Regulators Seek Plan B If SEC Doesn’t Act On Money Funds [WSJ] Federal regulators are increasingly worried that the Securities and Exchange Commission could fail to complete more-stringent rules on money-market mutual funds, forcing officials to confront how else to rein in the $2.6 trillion industry. While financial regulators would prefer the SEC to act on its own, some officials behind the scenes have started to investigate whether the Financial Stability Oversight Council, a special panel created by the 2010 Dodd-Frank financial overhaul, could act if the SEC can’t agree on a proposal to shore up funds or reduce risk, according to people familiar with the situation. No formal discussion of FSOC action has taken place, the people said.
Alleged Insider Trading Involves Santa Ana Firm [The Daily Titan]
Federal investigators in California are looking into a Goldman Sachs banker who allegedly passed along privileged information regarding the buyout of a Santa Ana company. The new investigation ties directly into a much larger case involving Galleon Group, a multibillion-dollar hedge fund. Raj Rajaratnam, the fund manager, received 11 years in federal prison for insider trading, the harshest penalty to date for that kind of crime. The day he was arrested, there was a massive sell-off of the hedge fund, and the firm folded within a month. Recently, the investigation implicates that a senior Goldman Sachs banker leaked information on a merger between Advanced Medical Optics (AMO) in Santa Ana and Abbott Laboratories, an international medical equipment and drug company.

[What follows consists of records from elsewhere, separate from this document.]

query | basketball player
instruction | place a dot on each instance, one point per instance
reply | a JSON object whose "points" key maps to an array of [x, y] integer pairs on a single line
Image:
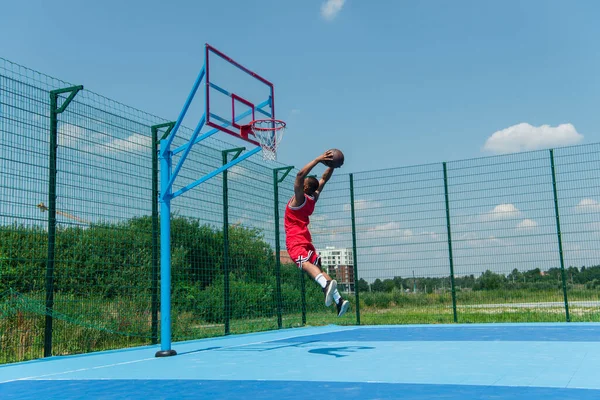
{"points": [[298, 239]]}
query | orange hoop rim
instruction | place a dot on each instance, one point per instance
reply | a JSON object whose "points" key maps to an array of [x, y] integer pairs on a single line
{"points": [[278, 125]]}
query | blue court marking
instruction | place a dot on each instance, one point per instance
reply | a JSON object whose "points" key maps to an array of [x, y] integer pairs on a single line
{"points": [[408, 362], [462, 333], [277, 390]]}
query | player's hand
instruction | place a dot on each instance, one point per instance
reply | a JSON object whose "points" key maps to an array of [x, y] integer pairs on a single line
{"points": [[327, 156]]}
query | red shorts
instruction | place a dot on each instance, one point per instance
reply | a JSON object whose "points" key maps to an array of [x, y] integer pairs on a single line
{"points": [[301, 253]]}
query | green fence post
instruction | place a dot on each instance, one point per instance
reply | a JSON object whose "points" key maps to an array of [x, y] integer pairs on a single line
{"points": [[560, 250], [449, 242], [54, 111], [354, 255], [276, 181], [155, 245], [226, 300]]}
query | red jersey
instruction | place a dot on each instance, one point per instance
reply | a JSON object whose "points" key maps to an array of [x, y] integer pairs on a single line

German Authorities Probe Insider Trading On Rhoen-Klinikum Bid [WSJ] Germany’s financial-services watchdog on Monday said it is investigating whether massive insider trading preceded the takeover of private hospital operator Rhoen-Klinikum AG (RHK.XE) by health-care company Fresenius SE & Co. KGaA (FRE.XE). Although the stock of Rhoen-Klinikum itself didn’t show any major fluctuations prior to the offer, trading of Rhoen-Klinikum derivatives contracts jumped on an unprecedented scale days before the bid was made public, according to data based on transactions from stock market operator Deutsche Boerse AG’s (DB1.XE) clearing division Clearstream. Subscription warrants and leveraged certificates of Rhoen-Klinikum shares were traded on a large scale both on and off-market, according to the data.
Counting Costs Slows Dodd-Frank Rules After Wall Street Lawsuits [Bloomberg] Business lobbyists and Republican lawmakers who failed to stop the Dodd-Frank Act from becoming law have managed to put the brakes on many of its provisions a second way: cost-benefit analysis. A series of legal challenges from business groups against the U.S. Securities and Exchange Commission ended in a federal court ruling last year that the agency didn’t adequately analyze the cost of a new rule. In the months since, the agency’s rule- making has ground to a near-halt, with just 24 SEC economists working full-time to provide cost-benefit analyses for dozens of proposed policies, including 28 unfinished Dodd-Frank rules.
Inside The Beltway: Dodd-Frank=5,320 Pages [Washington Times] The rising cost of complying with [Dodd-Frank] threatens the nation’s small banks and financial institutions, prompting a House Financial Services subcommittee to call a hearing for Wednesday on the “regulatory onslaught.”More than 400 new rules ultimately will be imposed. Consider that regulators have written 185 of them — totaling 5,320 pages. The subcommittee on financial institutions and consumer credit predicts it will take the private sector some 24 million hours every year to comply with this first batch alone. It took a mere 20 million man hours to build the entire Panama Canal. See their research here: www.financialservices.house.gov/burdentracker
Wells Fargo May Face Fair Lending Claims [Reuters] Wells Fargo & Co (WFC.N) could face civil charges from the U.S. Department of Justice under laws that prohibit discrimination against minority homebuyers, the bank disclosed on Tuesday. The fourth-largest U.S. bank said in a securities filing it believes the charges should not be brought and said it is seeking to show the department that it is in compliance with fair lending laws. A bank spokeswoman declined to comment beyond the filing.
U.S. Profit From AIG Rescue: $15.1 Billion [WSJ] The U.S. government may wind up posting a profit of more than $15 billion from the rescue of American International Group Inc., according to an independent projection released Monday. The report by the Government Accountability Office, the investigative arm of Congress, highlighted how one of the most expensive and most unpopular bailouts of the 2008 financial crisis has turned out far better for the government than initially expected. The GAO said that, as several aid efforts for AIG wind down and the company’s finances improve, the government is likely to turn a substantial profit.